El lado sórdido de la contracultura
La traducción al castellano lo presenta como Manson. La historia real, pero el libro que escribió el periodista Tom O'Neill con la colaboración de Dan Piepenbring (editado por Roca) lleva en su versión original un título mucho más elocuente y sincero: Chaos, palabra que hace justicia al proceso desordenado, laberíntico y proliferante que le insumió al autor (a la sazón, reportero de espectáculos) nada menos que veinte años para concluir la titánica tarea de reconstruir las investigaciones sobre los asesinatos de Sharon Tate y sus amigos (ocurridos en agosto de 1969), renunciando a la cómoda opción de barrer bajo la alfombra las piezas del rompecabezas que no encajaban. Por el contrario, fue precisamente en los datos disruptivos y en las lagunas informativas del caso en lo que se concentró O'Neill, convencido de que el móvil de la matanza perpetrada por Charles Manson y su "Familia" (cuyas responsabilidades el periodista no pone en cuestión) va mucho más allá de la atrabiliaria guerra racial que se esgrimió en el juicio y luego en Helter Skelter, libro canónico del caso, escrito por el fiscal que llevó a los asesinos a prisión: Vincent Bugliosi.

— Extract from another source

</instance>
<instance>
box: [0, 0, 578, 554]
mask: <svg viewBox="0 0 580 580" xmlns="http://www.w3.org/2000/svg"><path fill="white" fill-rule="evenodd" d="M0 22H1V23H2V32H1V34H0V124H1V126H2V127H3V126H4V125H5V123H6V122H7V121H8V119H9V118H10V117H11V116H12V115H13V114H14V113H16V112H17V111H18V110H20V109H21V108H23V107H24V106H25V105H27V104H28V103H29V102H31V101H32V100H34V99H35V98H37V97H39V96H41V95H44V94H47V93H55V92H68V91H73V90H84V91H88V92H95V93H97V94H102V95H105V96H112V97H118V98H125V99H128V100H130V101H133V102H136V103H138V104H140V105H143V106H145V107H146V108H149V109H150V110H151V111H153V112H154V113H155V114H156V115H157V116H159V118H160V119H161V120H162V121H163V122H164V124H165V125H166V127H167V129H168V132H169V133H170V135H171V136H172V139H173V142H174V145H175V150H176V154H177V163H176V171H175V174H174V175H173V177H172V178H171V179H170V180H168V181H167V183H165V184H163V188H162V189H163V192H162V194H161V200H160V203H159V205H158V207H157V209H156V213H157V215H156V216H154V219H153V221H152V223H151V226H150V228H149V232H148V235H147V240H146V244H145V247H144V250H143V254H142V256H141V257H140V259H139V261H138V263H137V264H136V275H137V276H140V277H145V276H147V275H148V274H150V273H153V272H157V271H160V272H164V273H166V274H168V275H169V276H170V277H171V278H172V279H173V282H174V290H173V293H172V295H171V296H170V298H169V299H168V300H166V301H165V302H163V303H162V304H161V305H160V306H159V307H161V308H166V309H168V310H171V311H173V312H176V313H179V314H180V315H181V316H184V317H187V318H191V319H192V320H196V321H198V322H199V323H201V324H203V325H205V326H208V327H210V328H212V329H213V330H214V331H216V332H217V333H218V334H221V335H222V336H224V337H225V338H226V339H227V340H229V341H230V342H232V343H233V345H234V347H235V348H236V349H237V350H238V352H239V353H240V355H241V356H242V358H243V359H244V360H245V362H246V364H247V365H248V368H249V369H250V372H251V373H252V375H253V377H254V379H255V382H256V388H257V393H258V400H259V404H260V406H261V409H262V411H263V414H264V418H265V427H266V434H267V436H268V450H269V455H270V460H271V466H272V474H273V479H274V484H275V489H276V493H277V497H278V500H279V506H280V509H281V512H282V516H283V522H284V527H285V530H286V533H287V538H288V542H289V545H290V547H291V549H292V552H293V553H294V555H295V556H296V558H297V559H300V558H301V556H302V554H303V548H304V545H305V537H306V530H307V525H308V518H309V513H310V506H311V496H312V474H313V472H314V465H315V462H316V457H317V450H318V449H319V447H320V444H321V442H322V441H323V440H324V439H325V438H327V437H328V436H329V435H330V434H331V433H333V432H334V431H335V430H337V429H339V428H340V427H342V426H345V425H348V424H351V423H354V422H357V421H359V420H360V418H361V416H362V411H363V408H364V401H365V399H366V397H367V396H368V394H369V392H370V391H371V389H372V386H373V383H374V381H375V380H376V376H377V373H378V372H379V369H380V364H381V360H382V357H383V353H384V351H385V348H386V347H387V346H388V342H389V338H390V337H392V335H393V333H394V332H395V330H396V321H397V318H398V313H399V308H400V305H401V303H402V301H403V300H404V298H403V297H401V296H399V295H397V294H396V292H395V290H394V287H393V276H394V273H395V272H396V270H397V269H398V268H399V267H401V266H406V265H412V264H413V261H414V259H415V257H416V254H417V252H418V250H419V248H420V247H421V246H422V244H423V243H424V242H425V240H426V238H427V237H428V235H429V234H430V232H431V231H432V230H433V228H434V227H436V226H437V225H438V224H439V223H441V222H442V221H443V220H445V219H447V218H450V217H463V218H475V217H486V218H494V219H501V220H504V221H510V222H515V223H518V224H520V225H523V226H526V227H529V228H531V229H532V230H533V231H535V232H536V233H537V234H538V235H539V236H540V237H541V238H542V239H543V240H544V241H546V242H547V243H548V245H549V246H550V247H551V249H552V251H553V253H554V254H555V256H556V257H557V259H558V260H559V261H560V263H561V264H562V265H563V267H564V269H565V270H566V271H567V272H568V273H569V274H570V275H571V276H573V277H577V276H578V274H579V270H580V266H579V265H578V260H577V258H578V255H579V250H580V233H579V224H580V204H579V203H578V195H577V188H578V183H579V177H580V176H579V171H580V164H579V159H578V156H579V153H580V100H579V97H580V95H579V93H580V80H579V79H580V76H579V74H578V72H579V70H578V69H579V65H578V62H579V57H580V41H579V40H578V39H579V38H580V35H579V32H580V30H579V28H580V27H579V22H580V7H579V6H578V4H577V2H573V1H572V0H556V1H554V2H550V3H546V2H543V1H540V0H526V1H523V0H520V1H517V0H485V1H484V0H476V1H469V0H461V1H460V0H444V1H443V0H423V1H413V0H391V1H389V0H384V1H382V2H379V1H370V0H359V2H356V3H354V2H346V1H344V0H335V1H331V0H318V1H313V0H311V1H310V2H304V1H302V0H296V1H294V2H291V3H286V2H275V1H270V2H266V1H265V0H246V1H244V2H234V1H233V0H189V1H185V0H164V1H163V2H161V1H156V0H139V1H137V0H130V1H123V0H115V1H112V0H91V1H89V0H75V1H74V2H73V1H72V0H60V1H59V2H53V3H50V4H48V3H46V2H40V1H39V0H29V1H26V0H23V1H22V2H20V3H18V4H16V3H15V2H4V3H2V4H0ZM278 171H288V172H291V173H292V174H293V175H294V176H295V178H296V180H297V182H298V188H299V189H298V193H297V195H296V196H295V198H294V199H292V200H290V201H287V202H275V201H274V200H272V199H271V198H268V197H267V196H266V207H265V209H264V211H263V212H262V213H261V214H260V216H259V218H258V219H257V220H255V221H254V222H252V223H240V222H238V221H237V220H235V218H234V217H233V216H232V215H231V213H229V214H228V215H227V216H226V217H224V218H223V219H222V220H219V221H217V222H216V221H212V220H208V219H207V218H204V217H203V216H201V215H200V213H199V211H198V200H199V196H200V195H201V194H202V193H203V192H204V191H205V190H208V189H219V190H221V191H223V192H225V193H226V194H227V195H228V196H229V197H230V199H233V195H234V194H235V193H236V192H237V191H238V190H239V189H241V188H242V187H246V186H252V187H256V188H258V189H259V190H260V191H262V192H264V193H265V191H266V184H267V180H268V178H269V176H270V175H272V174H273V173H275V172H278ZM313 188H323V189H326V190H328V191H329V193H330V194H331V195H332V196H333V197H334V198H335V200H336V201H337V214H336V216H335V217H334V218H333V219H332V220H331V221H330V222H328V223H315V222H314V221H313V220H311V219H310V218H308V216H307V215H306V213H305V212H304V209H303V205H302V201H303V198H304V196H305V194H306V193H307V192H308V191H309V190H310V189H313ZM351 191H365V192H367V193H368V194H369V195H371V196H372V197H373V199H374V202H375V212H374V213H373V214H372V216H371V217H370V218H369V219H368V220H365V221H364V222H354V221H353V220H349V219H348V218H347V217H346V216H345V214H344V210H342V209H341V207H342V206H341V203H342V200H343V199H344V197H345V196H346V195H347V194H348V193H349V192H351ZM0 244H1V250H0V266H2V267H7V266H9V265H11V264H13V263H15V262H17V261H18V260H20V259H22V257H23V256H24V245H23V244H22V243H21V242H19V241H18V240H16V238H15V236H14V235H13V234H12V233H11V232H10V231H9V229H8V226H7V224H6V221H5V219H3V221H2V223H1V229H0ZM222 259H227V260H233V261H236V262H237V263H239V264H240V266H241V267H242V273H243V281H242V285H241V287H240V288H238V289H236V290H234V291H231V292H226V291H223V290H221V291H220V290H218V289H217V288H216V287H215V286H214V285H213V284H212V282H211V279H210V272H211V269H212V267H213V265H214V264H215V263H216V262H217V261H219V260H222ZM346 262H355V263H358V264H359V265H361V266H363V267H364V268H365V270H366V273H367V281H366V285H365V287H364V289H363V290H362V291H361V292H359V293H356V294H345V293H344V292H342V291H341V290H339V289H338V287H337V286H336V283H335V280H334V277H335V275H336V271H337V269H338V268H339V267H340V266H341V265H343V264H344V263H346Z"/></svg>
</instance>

Una de las preguntas cruciales que se hace O'Neill brota de la certeza a la que arriba en el transcurso de su investigación: ¿por qué Manson se encontraba libre si la policía tenía sobradas pruebas de que tanto él como varios miembros de su grupo habían violado la libertad bajo palabra de la que gozaban? La pregunta es más que pertinente, porque de su respuesta deriva la inquietante posibilidad de que, si el sistema hubiera funcionado bien, esos crímenes y varios otros cometidos por la banda no habrían tenido lugar. ¿Fue nada más que negligencia, falta de comunicación entre las distintas burocracias estatales involucradas, o una decisión tomada en niveles políticos superiores? ¿Era Manson solo un desquiciado peligroso, o un desquiciado peligroso del que se servían el FBI y la CIA en su combate subterráneo contra los movimientos libertarios y pacifistas ("procomunistas", diría la derecha más intransigente) que se multiplicaban en Estados Unidos, con epicentro en la dorada costa oeste? ¿Cuán estrecha era la relación de Manson con el ambiente del espectáculo? Fue notorio que actores, músicos, productores y magnates lo negaron o trataron de mantenerlo a distancia después de la carnicería, como a la mancha venenosa. ¿Les habría salvado la vida a la esposa de Polanski y sus invitados de aquella noche en la mansión de Cielo Drive un aviso por parte de quienes conocían la peligrosidad del exconvicto? ¿O estos callaron porque una denuncia o una advertencia pública los hubiera obligado a sincerar más allá de lo conveniente su propio consumo de drogas duras, su participación en orgías con menores? O'Neill bucea en estos interrogantes a lo largo de las más de quinientas páginas que conforman su obra, y propone sus hipótesis, consciente de las contradicciones que se le presentan a cada paso y de la imposibilidad de anudar firmemente los cabos sueltos.
Así, lo que había empezado como una inocente idea surgida de una reunión de sumario en una sala de redacción (en marzo de 1999, la directora de la revista Premiere le pidió a O'Neill, colaborador free-lance, un artículo sobre las consecuencias que habían tenido en Hollywood los asesinatos de Manson, a treinta años de la masacre) terminó convirtiéndose en la obsesión de una vida, cuyo colofón es este libro fascinante. Mucho más que un paseo por el lado sórdido de la contracultura. Al que se suma, medio siglo después de los hechos, la mirada de Quentin Tarantino. En su última película, el director también ofrece su versión de aquellos años, aunque se trata de una visión mucho más luminosa. Toda una declaración de amor a Hollywood, la fábrica de sueños capaz de engendrar pesadillas.